The file “data.csv” is missing or inaccessible, make sure the URL is valid or that the file has been added to your sketch and is readable.

I checked that the file is located in the data folder inside my sketch root and I even dragged it in the sketch window to make sure the IDE didn’t miss anything. I reduced the code to the loadStrings() call, but nothing works. Googling this error (again) leads me to this thread in the Processing forum. Somebody mentioned that this could have something to do with charset issues and suggests the following:

String[] lines = loadStrings("data.txt", "ISO-8859-1");

As I’m used to deal with different charsets in Python (2.7), I’m kind of used to this and was happy to discover the charset parameter. But, unfortunately this doesn’t work (anymore) in Processing 1.5.

The method loadStrings(String) in the type PApplet is not applicable for the arguments (String, String)

Ok, looks like somebody removed the second parameter. Later in the same thread, Ben Fry explained the current behaviour.

No, please read revisions.txt for changes. All files are now treated as UTF-8 by default, to deal with this issue.

I admit that I haven’t read the revisions.txt for a while, but I finally looked up the current version for the term “loadStrings”, but no match. Guess I have to read it in more detail, sometimes later. Now I want to read in the file. I looked up the encoding and found out that my text editor stored the file as Western (Mac OS Roman), which, for some strange reasons, seems to be the default behaviour of the editor. Converting the file to Unicode finally fixed the bug. One could argue that treating all files as UTF-8 by default is not as smart as allowing the user to specify the encoding of their files. But the crucial point about this error is the error message. A friendly message like this would have saved me lots of time and nerves.
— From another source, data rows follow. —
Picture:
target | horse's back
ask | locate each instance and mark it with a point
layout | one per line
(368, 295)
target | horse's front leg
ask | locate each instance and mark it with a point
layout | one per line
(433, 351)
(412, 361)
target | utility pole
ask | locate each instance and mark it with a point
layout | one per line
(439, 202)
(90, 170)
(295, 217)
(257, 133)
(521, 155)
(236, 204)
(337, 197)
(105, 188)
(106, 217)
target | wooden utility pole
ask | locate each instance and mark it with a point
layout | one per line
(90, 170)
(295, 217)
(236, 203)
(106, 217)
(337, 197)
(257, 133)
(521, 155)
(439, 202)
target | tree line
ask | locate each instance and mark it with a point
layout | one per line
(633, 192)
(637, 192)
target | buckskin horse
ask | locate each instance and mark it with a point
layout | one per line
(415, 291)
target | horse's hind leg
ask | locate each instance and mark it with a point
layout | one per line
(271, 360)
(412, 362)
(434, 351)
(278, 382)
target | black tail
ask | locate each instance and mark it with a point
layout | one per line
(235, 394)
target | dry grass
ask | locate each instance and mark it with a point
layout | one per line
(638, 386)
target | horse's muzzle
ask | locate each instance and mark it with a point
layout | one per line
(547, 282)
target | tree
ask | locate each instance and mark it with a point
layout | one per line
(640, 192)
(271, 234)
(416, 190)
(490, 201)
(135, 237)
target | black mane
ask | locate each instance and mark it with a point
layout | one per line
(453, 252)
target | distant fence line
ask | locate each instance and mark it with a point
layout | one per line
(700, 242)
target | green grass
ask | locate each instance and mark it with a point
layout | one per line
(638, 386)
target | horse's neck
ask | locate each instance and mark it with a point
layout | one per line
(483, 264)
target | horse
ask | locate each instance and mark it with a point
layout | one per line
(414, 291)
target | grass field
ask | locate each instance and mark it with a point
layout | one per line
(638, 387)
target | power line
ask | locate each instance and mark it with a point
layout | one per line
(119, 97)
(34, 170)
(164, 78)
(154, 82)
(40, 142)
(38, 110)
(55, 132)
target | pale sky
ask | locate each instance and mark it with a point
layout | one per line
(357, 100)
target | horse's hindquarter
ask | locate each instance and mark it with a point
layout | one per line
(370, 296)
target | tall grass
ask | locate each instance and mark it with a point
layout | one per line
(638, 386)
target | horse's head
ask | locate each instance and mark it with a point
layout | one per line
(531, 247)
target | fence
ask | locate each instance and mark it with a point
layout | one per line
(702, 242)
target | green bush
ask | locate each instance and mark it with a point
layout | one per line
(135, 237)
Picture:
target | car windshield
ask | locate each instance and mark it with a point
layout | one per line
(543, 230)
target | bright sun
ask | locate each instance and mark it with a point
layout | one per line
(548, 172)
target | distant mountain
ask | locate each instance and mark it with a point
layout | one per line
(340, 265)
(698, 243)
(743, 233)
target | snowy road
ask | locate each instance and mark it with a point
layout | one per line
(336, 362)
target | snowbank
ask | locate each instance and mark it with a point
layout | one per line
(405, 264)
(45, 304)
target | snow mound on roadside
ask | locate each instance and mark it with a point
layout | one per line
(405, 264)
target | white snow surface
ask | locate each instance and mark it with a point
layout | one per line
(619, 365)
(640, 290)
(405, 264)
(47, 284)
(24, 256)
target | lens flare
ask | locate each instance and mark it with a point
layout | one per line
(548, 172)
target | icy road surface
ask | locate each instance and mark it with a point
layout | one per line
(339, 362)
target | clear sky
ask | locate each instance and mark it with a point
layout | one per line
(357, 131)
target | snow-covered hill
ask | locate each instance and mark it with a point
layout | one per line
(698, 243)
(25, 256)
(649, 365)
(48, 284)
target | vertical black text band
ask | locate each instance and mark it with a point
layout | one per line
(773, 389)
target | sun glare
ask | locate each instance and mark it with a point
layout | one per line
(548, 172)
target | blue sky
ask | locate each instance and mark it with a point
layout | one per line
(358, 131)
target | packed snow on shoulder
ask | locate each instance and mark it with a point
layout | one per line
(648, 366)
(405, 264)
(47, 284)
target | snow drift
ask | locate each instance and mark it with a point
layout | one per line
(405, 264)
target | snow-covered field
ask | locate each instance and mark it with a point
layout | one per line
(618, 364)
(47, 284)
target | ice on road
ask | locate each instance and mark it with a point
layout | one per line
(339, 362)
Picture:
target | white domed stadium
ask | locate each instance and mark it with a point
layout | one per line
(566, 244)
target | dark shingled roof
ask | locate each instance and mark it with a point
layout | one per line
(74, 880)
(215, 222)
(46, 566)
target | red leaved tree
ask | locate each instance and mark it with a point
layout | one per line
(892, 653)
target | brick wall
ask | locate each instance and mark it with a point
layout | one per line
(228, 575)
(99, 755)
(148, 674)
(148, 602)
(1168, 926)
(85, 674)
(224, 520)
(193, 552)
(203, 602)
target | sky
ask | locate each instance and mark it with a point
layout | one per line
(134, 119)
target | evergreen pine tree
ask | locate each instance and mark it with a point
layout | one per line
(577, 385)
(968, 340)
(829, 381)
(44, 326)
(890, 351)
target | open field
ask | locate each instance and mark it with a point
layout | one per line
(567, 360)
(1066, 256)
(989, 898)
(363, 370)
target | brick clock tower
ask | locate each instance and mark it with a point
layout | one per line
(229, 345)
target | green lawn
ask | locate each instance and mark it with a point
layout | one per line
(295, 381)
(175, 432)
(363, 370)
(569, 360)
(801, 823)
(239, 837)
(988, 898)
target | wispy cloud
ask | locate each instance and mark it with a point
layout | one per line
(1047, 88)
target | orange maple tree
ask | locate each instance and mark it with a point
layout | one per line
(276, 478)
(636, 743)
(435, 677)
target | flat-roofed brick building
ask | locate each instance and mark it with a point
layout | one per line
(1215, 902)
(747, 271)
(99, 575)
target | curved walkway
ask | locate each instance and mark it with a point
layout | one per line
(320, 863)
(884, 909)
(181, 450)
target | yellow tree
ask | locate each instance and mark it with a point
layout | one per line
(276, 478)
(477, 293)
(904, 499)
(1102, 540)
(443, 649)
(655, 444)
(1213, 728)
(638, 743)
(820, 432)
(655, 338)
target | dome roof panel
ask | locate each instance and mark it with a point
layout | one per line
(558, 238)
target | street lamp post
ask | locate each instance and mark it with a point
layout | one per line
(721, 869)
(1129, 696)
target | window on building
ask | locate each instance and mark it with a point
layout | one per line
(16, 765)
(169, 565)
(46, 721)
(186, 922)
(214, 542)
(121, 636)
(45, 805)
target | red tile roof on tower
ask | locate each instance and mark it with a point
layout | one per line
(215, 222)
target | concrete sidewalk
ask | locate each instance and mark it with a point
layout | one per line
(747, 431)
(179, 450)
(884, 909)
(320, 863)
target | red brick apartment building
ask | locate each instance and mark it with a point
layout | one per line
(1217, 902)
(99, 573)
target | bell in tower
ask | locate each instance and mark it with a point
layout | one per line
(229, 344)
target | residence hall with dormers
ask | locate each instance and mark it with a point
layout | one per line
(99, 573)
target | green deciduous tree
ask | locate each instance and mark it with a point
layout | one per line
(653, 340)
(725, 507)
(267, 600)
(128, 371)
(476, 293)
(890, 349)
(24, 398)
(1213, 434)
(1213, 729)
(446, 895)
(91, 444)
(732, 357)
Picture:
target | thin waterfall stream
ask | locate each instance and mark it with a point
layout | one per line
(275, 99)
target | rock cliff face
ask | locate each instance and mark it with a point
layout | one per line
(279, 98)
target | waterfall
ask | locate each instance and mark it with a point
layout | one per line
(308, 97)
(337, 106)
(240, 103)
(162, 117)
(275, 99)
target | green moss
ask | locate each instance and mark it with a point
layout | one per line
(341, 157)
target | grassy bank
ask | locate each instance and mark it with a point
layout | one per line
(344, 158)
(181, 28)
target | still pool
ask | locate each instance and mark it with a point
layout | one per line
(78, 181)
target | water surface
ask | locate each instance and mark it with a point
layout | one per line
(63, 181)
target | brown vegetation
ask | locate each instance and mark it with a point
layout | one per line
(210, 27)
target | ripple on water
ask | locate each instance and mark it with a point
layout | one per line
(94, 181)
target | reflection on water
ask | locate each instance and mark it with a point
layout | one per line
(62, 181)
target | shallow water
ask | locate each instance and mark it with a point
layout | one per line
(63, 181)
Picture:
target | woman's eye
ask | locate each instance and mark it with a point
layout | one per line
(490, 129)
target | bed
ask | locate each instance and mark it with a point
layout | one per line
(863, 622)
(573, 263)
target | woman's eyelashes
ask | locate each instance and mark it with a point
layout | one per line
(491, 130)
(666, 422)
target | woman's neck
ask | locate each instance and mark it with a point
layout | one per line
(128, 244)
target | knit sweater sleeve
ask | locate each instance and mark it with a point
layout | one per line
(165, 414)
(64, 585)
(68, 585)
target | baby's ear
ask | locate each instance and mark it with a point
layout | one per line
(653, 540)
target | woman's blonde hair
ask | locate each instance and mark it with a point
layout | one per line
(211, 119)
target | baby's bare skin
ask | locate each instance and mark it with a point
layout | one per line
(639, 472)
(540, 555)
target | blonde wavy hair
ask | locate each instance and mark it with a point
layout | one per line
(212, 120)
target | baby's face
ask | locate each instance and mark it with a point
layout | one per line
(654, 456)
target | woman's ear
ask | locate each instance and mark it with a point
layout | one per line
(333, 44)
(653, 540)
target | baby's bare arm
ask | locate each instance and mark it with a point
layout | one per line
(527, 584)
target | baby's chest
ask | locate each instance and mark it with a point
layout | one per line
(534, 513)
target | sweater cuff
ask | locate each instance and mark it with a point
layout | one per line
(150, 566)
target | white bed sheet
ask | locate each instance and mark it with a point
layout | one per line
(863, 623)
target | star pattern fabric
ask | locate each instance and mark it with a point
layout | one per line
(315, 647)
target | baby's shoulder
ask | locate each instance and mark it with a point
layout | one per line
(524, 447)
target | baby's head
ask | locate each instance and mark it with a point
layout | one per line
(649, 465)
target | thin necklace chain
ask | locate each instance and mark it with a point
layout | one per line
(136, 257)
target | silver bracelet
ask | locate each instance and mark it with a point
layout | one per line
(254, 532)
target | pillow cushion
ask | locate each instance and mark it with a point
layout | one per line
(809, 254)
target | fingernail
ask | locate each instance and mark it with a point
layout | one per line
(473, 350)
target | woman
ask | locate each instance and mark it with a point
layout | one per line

There was an charset error while reading “data.csv”. Please check that the file is encoded in UTF-8 – and please read the revisions.txt!

I hope you don’t understand this post as a pure rant. Instead I just wanted to document an user experience, through which probably many users will run. Still, I love Processing and all the things that it makes possible. And I will continue using it, although I really hate Java. This is maybe the worst design decisions of all: basing an amazing project like Processing on a language like Java. Update: I just read that Processing 2.0 will include built-in support for JSON and Tables, which is pretty cool.